Esta semana a muchos marinos les ha pillado el caos de Ever Given. Tienen relativa suerte. Hay a quien le pilló la Guerra de los Seis Días.
El 5 de junio de 1967, tras días en los que la tensión entre Israel y Egipto no había hecho más que escalar, un total de quince barcos mercantes provenientes de ocho países distintos decidieron no hacer como otros compañeros, que optaron por la costosa y lenta ruta del Cabo de Buena Esperanza, y se lanzaron al Canal de Suez.

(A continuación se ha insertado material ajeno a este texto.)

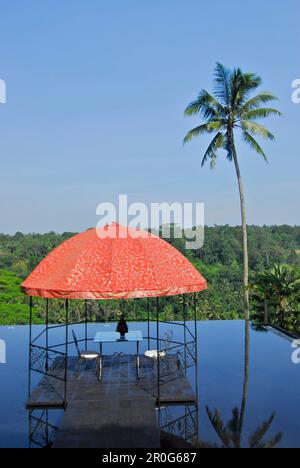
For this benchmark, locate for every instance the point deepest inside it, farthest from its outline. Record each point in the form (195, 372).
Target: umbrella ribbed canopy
(113, 262)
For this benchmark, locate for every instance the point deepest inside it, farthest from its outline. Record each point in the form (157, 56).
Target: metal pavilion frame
(51, 360)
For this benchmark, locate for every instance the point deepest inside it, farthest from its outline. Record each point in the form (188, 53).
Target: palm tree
(280, 284)
(230, 110)
(230, 433)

Israel capturó la península del Sinaí, a las puertas de la ruta. Egipto decidió nacionalizar el canal y tiró a la arteria cuantiosas toneladas que bloqueasen el tránsito: un centenar de secciones de puentes, chatarra náutica y hasta 750.000 artefactos explosivos. A los barcos les dio tiempo de refugiarse en el Gran Lago Amargo, el primero y más grande de los tres que hay en este estrecho fluvial de 190 kilómetros.

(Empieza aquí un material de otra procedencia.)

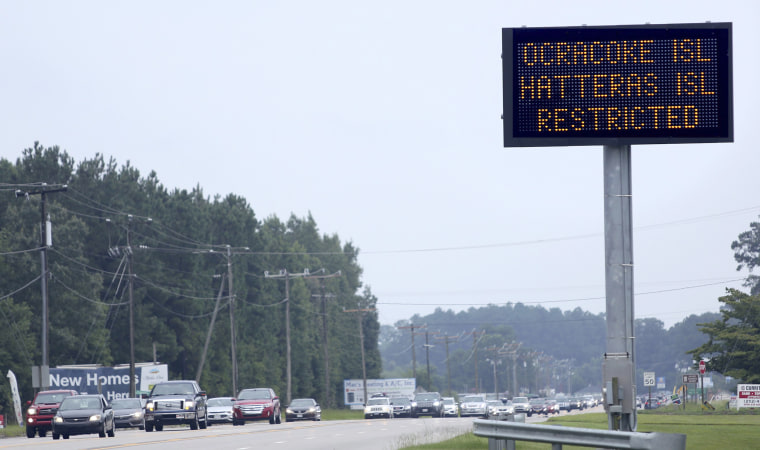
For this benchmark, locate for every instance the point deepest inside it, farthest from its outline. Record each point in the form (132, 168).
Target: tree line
(181, 245)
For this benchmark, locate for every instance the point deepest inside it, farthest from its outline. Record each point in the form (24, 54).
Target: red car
(256, 404)
(40, 412)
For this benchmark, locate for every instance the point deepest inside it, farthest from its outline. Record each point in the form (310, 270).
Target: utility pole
(448, 365)
(210, 329)
(128, 254)
(328, 395)
(130, 283)
(475, 350)
(414, 353)
(46, 240)
(427, 357)
(283, 273)
(511, 351)
(233, 347)
(360, 316)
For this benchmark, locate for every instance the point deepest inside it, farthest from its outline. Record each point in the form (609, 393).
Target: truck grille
(169, 404)
(252, 410)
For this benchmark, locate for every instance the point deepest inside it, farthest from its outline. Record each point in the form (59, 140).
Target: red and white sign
(748, 396)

Según The New York Times, los tripulantes de aquellas naves «se apiñaban en el medio del lago como un vagón esperando un ataque indio”. Podían ver cómo ambos ejércitos se disparaban y lanzaban cohetes por encima de sus cabezas.

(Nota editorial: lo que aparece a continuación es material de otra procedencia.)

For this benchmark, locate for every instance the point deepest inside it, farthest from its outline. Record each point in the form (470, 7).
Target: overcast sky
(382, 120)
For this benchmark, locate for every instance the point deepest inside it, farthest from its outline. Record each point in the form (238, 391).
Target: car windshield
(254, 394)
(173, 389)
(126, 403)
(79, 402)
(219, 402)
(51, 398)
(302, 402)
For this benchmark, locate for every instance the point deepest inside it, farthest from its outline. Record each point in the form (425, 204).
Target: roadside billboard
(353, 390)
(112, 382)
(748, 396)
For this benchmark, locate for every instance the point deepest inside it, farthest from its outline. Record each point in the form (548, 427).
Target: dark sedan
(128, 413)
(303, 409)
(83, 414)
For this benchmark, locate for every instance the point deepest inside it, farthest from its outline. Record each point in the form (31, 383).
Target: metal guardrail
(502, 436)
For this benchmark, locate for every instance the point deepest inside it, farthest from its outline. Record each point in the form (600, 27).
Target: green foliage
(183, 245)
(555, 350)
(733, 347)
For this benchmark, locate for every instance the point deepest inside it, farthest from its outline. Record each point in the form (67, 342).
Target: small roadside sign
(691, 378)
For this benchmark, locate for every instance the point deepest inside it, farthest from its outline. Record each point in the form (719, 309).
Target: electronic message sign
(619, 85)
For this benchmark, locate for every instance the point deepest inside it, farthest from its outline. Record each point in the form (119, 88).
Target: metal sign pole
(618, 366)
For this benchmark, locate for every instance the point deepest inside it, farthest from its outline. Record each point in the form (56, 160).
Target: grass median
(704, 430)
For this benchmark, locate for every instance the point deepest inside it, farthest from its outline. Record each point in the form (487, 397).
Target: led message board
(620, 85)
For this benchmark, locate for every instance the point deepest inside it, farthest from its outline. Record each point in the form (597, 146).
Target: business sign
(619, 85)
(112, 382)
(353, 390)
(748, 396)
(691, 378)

El día 10 de junio fue, oficialmente, el último día de la contienda. Pero la apertura del canal y el fin de las hostilidades estarían aún lejos. En septiembre, mientras ambos estados firmaban en Sudán la resolución de Jartum, tropas egipcias, británicas, americanas y francesas estaban aún enfangadas en las tareas de limpieza de los escombros y minas lanzadas, que les llevaría más de un año. Con todo, que el camino estuviese despejado no quería decir que el país árabe fuese a reabrir el tránsito. Hoy la respuesta diplomática seguramente habría sido distinta, pero entonces lo que se hizo fue obligar a aquellos barcos a permanecer quietos hasta nuevo aviso.